C’était du hockey de séries.
Du vrai.
Ce genre de performance devient rapidement un problème pour un vétéran qui est déjà au fond du trou.
Le nom de Brendan Gallagher commence à faire jaser à nouveau... pour les mauvaises raisons.
Le pauvre pensait qu'en marquant un but contre Tampa Bay qu'il allait être protégé par la suite. Mais Gally n'avance plus. Son corps est magané. Les Sabres sont trop rapides pour lui. Il doit l'accepter. Il se ferait manger tout rond sur la glace.
Évidemment, il reste un leader important dans ce vestiaire. Son cœur, son expérience et son identité de guerrier ne sont pas remis en question.

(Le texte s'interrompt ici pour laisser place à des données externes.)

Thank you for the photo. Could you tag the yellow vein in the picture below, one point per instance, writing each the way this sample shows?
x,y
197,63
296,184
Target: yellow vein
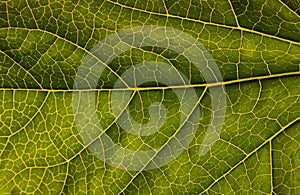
x,y
26,71
252,152
165,87
167,142
203,22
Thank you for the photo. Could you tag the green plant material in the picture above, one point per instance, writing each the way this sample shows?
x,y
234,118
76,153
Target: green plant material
x,y
256,45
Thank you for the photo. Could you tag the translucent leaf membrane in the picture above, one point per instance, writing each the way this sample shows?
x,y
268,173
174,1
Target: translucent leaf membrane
x,y
255,45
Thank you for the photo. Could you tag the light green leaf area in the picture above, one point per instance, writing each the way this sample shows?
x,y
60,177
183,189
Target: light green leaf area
x,y
256,45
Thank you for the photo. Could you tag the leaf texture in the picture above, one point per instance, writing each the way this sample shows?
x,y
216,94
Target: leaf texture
x,y
255,44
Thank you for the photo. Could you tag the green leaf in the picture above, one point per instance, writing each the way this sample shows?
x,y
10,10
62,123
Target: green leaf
x,y
255,45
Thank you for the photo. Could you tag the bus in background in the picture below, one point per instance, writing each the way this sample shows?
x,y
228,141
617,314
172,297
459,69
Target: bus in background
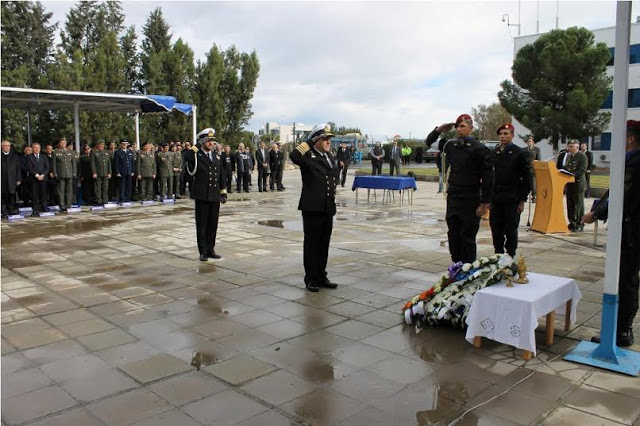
x,y
358,144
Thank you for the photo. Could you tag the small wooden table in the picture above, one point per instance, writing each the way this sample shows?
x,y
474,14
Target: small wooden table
x,y
510,315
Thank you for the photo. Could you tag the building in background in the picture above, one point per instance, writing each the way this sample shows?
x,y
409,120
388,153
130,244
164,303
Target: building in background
x,y
600,144
285,132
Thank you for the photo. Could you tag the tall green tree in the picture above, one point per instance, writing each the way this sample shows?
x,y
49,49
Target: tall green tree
x,y
559,84
26,49
487,119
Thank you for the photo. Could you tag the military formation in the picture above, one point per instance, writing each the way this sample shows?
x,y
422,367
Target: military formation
x,y
102,173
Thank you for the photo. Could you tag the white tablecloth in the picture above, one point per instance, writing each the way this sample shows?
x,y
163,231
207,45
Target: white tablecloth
x,y
510,315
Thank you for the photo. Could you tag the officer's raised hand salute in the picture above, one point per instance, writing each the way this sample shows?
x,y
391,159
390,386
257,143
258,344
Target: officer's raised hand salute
x,y
320,174
208,189
468,185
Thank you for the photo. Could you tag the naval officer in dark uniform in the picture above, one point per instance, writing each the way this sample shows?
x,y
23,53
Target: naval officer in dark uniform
x,y
320,175
630,241
469,186
512,183
208,189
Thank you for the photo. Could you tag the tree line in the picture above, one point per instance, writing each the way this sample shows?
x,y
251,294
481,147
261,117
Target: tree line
x,y
97,53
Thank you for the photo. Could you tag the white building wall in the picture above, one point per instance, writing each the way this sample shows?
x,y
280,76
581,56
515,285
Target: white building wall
x,y
604,35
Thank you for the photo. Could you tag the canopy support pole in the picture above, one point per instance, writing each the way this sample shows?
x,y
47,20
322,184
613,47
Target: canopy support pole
x,y
76,124
137,130
194,130
606,354
28,128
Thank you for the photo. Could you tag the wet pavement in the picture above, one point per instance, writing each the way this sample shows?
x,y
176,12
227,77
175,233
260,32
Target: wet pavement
x,y
109,319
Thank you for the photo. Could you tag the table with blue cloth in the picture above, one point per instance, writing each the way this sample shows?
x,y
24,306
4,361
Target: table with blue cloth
x,y
387,184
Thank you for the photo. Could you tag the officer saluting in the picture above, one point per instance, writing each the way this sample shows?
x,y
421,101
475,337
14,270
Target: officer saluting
x,y
512,183
469,186
208,189
320,174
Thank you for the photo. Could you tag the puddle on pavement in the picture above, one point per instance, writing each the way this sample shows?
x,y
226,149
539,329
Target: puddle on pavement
x,y
202,359
29,300
211,304
290,225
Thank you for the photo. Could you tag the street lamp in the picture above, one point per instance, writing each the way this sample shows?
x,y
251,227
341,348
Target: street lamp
x,y
505,18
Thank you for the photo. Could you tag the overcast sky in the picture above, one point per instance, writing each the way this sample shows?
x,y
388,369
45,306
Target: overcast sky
x,y
386,67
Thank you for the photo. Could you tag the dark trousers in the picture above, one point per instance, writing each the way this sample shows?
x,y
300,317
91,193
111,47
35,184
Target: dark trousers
x,y
101,189
629,268
207,213
463,226
8,203
376,167
262,177
504,220
87,191
587,192
317,235
243,181
392,165
343,178
575,205
125,189
65,192
38,194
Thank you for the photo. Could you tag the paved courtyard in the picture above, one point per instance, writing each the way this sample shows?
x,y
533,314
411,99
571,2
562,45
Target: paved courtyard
x,y
109,319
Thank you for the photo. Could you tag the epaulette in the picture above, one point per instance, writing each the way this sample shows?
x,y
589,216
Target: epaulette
x,y
303,148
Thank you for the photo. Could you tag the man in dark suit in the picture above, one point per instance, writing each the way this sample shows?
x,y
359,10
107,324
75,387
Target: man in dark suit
x,y
262,160
630,242
590,167
38,166
320,174
344,158
394,158
534,153
11,178
576,163
208,190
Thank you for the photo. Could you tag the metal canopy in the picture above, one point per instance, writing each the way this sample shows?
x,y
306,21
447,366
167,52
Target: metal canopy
x,y
24,98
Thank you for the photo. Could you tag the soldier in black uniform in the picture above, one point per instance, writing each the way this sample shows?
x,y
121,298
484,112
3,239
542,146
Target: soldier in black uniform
x,y
512,183
630,242
469,186
227,167
208,189
320,173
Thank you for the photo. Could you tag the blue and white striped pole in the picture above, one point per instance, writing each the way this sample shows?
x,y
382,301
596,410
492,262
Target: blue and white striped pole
x,y
606,354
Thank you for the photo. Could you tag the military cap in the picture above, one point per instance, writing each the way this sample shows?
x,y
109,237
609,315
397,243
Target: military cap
x,y
206,135
320,131
507,126
465,117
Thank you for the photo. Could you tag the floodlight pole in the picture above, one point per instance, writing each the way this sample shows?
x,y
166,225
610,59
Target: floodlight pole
x,y
606,354
76,124
137,120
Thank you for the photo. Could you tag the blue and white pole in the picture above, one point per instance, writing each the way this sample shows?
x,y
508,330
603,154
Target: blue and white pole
x,y
607,354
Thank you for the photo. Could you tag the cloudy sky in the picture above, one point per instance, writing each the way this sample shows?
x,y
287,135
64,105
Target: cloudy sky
x,y
386,67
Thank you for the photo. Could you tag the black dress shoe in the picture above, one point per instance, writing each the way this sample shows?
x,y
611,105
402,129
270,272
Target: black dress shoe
x,y
214,256
329,284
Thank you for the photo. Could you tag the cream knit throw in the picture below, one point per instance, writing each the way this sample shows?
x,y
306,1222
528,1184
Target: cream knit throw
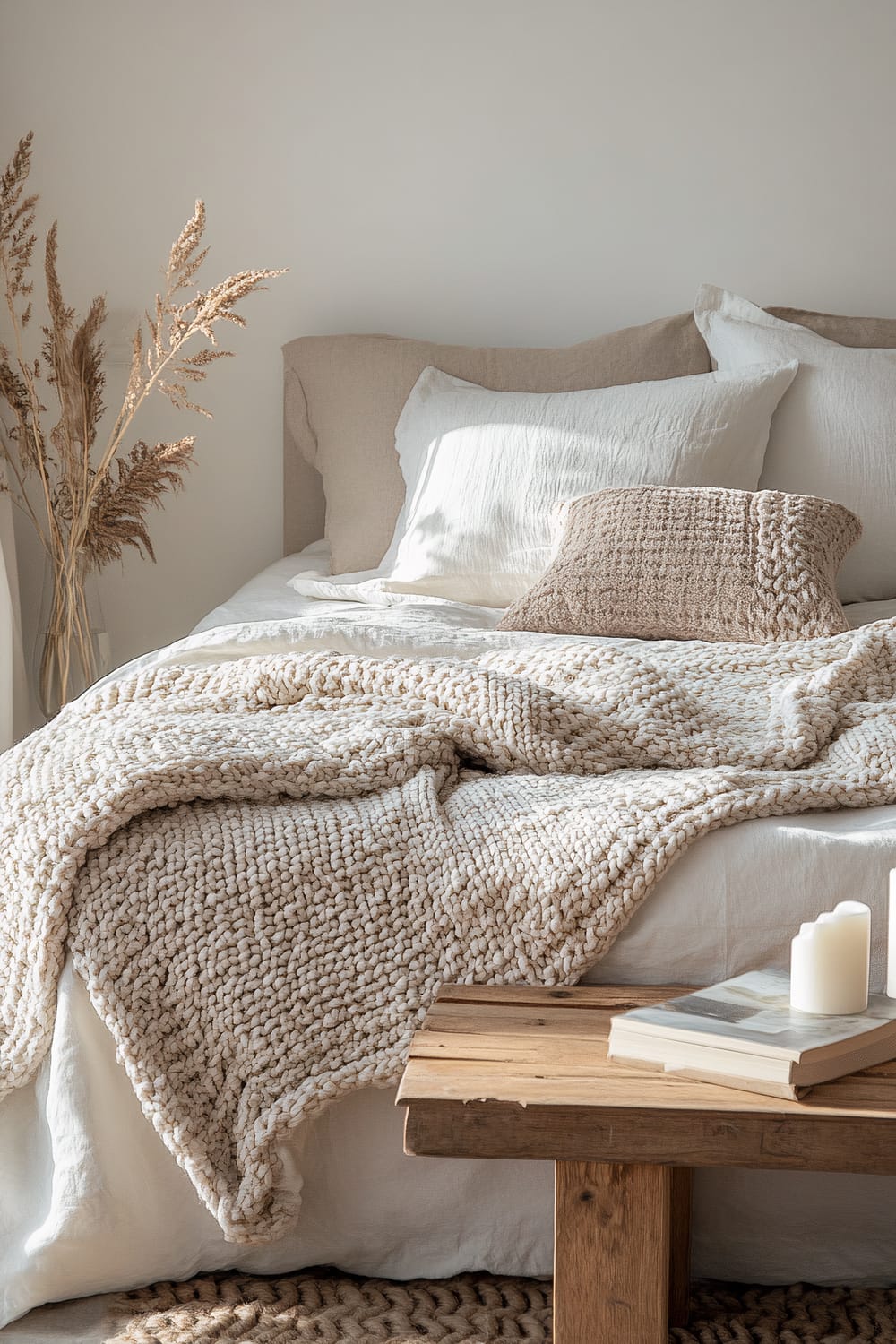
x,y
265,868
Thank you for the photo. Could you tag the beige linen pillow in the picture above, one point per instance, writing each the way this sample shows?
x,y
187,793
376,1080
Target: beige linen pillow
x,y
861,332
344,394
694,564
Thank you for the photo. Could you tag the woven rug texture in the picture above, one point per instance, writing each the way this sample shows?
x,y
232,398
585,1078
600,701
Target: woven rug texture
x,y
323,1308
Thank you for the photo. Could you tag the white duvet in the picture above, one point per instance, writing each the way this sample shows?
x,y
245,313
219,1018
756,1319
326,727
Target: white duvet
x,y
90,1199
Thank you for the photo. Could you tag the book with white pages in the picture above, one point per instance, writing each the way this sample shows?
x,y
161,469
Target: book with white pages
x,y
745,1034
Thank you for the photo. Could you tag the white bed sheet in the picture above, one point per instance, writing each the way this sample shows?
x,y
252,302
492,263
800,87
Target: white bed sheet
x,y
90,1199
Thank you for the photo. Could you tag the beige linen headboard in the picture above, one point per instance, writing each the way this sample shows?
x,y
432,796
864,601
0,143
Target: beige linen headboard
x,y
304,504
358,384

Mais le hockey reste cruel.
Quand un plus jeune débarque avec des jambes plus rapides, du papier sablé, du physique et une énergie qui semble mieux cadrer avec le rythme d’une série contre une équipe rapide et robuste comme Buffalo, les questions commencent naturellement à se poser à nouveau: Gallagher ne jouera plus un seul match avec le Canadien de Montréal? La question mérite d'être posée.
Surtout avec ce qui s’en vient.
Le Canadien vient officiellement de rappeler ses Black Aces : David Reinbacher, Adam Engström, Owen Beck et Florian Xhekaj rejoignent maintenant l’entourage du grand club.

Même si aucun d’eux ne devrait jouer, ça envoie quand même un message.
Les jeunes arrivent.
Encore.
Et ça pousse.
Veleno a tassé le vieux et lent Gallaghe pour de bon : un joueur plus jeune, plus mobile, plus adapté au tempo actuel du Canadien.
Pour Gallagher, qui voit déjà des Owen Beck, Florian Xhekaj et d’autres jeunes pousser derrière, ça devient impossible d’ignorer une réalité inconfortable : les places deviennent de plus en plus difficiles à protéger en vue de la saison prochaine.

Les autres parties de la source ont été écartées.